Atendiendo su proyección hacia la comunidad, incluía una Galería Social con retratos enmarcados en elementos tipográficos y, en ocasiones, las fotografías, siempre de estudio, de estimadas señoritas de la sociedad saltillense o de otras ciudades. Esta última sección se tituló en algún tiempo: “De nuestro huerto” y “Del huerto ajeno”, según la procedencia de las damas. Las imágenes insertas casi siempre aparecen impresas en papel cuché a una o dos tintas, igual que la mayoría de las portadas.
Los nombres de los grandes poetas y escritores coahuilenses de la primera mitad del siglo pasado están ligados a la revista El Ateneo, ya como directores o miembros del cuerpo editorial o como colaboradores, y desde los primeros números puede verse la participación de los maestros del Ateneo. La Sección Literaria se vistió desde los inicios con los poemas de Margarito Arizpe Rodríguez, maestro y director de la institución, así como con las colaboraciones literarias, en prosa y verso, del profesor de literatura Manuel J. Rodríguez, autor en 1926 de la famosa “Anthología de Poetas y Escritores Coahuilenses”. El número de septiembre de 1921 publica el ensayo “Hidalgo”, del famoso maestro y orador don José García de Letona y, en general, las colaboraciones esporádicas de maestros escritores, como don Hildebrando Siller y don José García Rodríguez, este último, además de maestro, director muy querido del Ateneo, quien seguramente alentó el nacimiento de la revista y su publicación a lo largo de los años.
Ya en franca agonía y después de varios meses de no publicarse, El Ateneo. Revista estudiantil, editó en septiembre de 1948 su Número 134, el penúltimo, dedicado In Memoriam al prestigiado don José García Rodríguez, quien falleció siendo por tercera ocasión director del colegio.
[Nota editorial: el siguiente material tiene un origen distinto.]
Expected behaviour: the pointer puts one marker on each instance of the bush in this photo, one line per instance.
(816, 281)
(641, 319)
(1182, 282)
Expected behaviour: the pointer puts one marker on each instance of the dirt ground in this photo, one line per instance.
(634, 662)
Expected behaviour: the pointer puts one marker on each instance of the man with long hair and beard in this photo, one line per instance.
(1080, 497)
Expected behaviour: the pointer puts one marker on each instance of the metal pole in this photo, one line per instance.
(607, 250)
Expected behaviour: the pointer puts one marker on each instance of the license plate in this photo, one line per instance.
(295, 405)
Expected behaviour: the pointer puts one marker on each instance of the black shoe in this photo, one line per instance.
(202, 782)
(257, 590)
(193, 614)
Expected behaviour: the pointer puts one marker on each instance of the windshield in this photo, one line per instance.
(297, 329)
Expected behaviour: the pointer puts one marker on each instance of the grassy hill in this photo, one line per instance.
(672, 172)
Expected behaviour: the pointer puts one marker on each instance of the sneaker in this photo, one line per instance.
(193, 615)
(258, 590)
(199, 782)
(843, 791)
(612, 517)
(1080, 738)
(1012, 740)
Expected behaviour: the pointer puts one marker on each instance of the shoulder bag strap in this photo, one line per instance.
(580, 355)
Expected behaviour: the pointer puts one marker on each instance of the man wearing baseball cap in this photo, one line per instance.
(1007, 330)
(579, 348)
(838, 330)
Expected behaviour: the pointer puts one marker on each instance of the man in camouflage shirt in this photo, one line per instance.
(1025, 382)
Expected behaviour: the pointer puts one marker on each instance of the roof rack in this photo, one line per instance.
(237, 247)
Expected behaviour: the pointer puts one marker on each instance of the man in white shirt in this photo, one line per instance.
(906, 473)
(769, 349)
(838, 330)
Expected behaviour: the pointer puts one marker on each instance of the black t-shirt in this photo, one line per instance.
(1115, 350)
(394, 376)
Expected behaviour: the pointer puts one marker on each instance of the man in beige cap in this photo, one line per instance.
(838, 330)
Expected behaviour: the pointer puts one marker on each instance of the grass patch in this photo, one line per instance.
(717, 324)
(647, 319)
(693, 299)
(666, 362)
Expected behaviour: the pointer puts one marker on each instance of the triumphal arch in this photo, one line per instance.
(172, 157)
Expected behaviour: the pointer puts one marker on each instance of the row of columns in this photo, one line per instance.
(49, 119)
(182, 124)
Otros poetas como Jesús Flores Aguirre, Felipe Sánchez de la Fuente, Sergio R. Viesca, Otilio González, Manuel Múzquiz Blanco, Héctor González, José León Saldívar y Rafael del Río también se forjaron en las páginas y la redacción de El Ateneo.
Y no sólo reconocidos poetas y escritores. Matías L. Carmona, Enrique Cárdenas y otros profesores del área de Ciencias colaboraron en la Sección Científica, y también docentes de otras áreas que gustaban de cultivar las bellas letras y publicaban en semanarios y periódicos de la época, ejemplo imitado por sus discípulos al publicar en las hojas y revistas estudiantiles ateneístas.
Desafortunadamente, no se conoce una colección completa que permita apreciar en todo lo que vale el trabajo tipográfico y de edición de la revista El Ateneo. Las que conservan algunas bibliotecas y archivos quizás no corresponden ni a la mitad de los números publicados, y muchas de ellas no conservaron las portadas, impresas en papel cuché de poco gramaje o en materiales diferentes al de interiores, lo que facilitó en parte su desaparición.